👤 Authors: Fernando Ribeiro, Paulo R Jannig, Siegfried Labeit, Anselmo S Moriscot
Small-Molecule Targeting MuRF1 Protects Against Denervation-Induced Diaphragmatic Dysfunction: Underlying Molecular Mechanisms.
BACKGROUND
Mechanical inactivity rapidly induces diaphragm muscle fibres’ contractile dysfunction and atrophy. Diaphragm weakness can impair respiratory function, quality of life and increase risks of morbidity and mortality.
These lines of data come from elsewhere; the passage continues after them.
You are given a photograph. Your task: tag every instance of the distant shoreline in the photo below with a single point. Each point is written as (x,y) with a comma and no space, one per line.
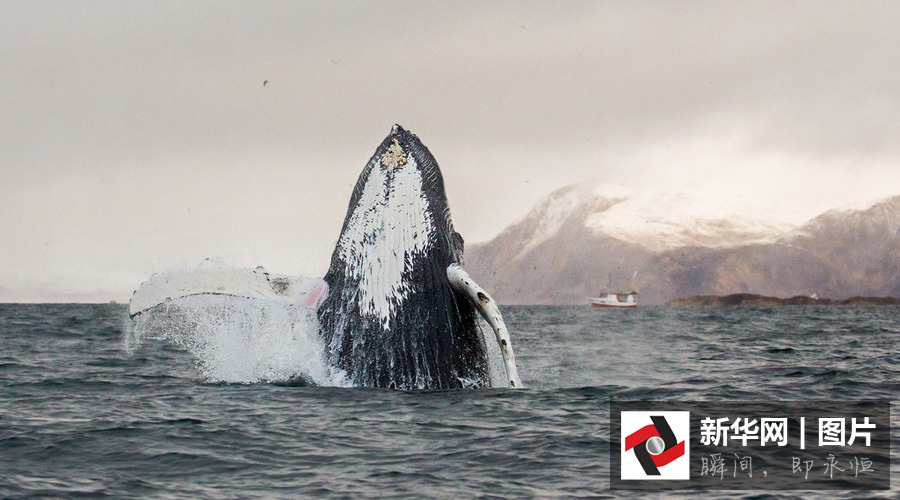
(749,299)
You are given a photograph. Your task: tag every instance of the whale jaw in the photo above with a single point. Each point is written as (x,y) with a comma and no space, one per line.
(391,318)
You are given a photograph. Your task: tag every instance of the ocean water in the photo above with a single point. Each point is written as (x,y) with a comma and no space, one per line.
(90,408)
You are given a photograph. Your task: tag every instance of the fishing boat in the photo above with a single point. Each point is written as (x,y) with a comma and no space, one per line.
(607,299)
(619,299)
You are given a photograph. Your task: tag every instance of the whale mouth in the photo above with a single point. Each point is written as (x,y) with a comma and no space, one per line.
(391,318)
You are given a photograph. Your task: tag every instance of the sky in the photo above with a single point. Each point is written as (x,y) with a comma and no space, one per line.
(138,137)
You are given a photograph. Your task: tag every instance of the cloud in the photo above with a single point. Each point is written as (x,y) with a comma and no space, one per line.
(135,137)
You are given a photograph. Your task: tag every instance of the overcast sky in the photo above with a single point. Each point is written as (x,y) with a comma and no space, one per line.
(137,137)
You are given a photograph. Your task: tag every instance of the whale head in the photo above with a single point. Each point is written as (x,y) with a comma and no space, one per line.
(391,318)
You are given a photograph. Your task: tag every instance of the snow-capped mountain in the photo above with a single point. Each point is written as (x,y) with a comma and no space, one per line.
(667,245)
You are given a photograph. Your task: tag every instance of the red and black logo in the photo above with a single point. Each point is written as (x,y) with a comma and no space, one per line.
(654,445)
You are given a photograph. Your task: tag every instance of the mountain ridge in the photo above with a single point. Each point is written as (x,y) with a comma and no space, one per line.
(561,252)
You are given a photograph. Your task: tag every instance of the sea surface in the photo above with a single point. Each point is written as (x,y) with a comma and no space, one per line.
(90,409)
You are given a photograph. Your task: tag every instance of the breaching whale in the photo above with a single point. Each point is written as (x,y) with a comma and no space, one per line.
(395,309)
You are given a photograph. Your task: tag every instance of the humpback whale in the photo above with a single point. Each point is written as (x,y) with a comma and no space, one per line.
(395,308)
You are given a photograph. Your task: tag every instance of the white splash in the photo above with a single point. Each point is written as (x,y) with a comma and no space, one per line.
(391,224)
(234,339)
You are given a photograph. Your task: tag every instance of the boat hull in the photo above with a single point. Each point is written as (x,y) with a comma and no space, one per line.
(595,304)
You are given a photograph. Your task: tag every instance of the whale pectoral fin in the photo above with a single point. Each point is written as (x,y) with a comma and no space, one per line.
(211,278)
(463,283)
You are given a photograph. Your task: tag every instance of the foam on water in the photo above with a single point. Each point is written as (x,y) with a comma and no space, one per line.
(240,340)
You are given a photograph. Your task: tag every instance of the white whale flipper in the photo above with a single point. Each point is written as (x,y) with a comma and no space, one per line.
(463,283)
(213,278)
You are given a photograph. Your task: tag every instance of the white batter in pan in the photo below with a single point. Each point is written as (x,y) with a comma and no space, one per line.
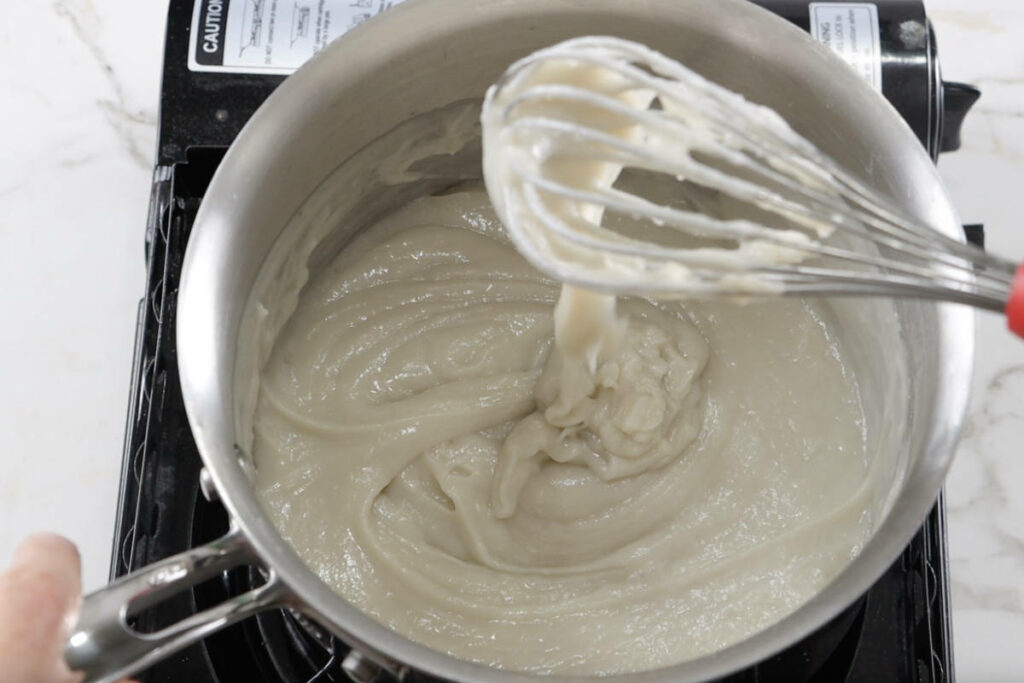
(706,475)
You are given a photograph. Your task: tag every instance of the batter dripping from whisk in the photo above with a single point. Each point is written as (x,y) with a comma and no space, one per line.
(659,482)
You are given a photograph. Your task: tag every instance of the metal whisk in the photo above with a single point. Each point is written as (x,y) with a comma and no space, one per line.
(562,124)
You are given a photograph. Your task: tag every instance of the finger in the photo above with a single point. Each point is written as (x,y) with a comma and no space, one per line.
(39,596)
Muscle RING-finger protein-1 (MuRF1) expression is upregulated during denervation and muscle inactivity and is known to target key muscle proteins for degradation. We previously reported that the small-molecule targeting MuRF1 (MyoMed-205) protects against diaphragm contractile dysfunction and atrophy after 12 h of unilateral diaphragm denervation (UDD) in rats.
In this study, we investigated the mechanisms by which MyoMed-205 protects the diaphragm structure and function during early UDD in rats.
METHODS
Male Wistar rats were subjected to unilateral diaphragm denervation (UDD) for 12 h. Immediately after UDD, rats received either a placebo (vehicle) or small-molecule targeting MuRF1 (MyoMed-205, 50 mg/kg bw), and outcomes were compared with sham-operated controls.
Diaphragm was used for histological, morphometric, transcriptomic (RNA-seq) and protein content (Western blot) analysis.
RESULTS
UDD induced diaphragm slow- (Type I: p = 0.03) and fast-twitch (Type IIa: p = 0.04; Type IIb/x: p = 0.02) fibres atrophy after 12 h, which was prevented by MyoMed-205 (p < 0.05). Mechanistically, UDD perturbed mechanisms involved with myofibre ultrastructure and contractility, mitochondrial function, proteolysis and tissue remodelling in the diaphragm.
MyoMed-205 enhanced the activation of mechanisms required for sarcomere integrity, calcium handling, antioxidant defence, chaperone-mediated unfolded protein response and muscle growth. MyoMed-205 also mitigated intramuscular fat deposition and pro-fibrotic responses triggered by UDD.
CONCLUSIONS
Small-molecule targeting MuRF1 (MyoMed-205) protects against diaphragm muscle contractile dysfunction and atrophy after 12 h of UDD.
Herein, we demonstrate that this protective effect involved augmented activation of signalling pathways controlling muscle structure and function, chaperone-mediated unfolded protein and muscle growth, while mitigating intramuscular fat deposition and pro-fibrotic responses triggered by UDD at the transcriptional and/or protein level.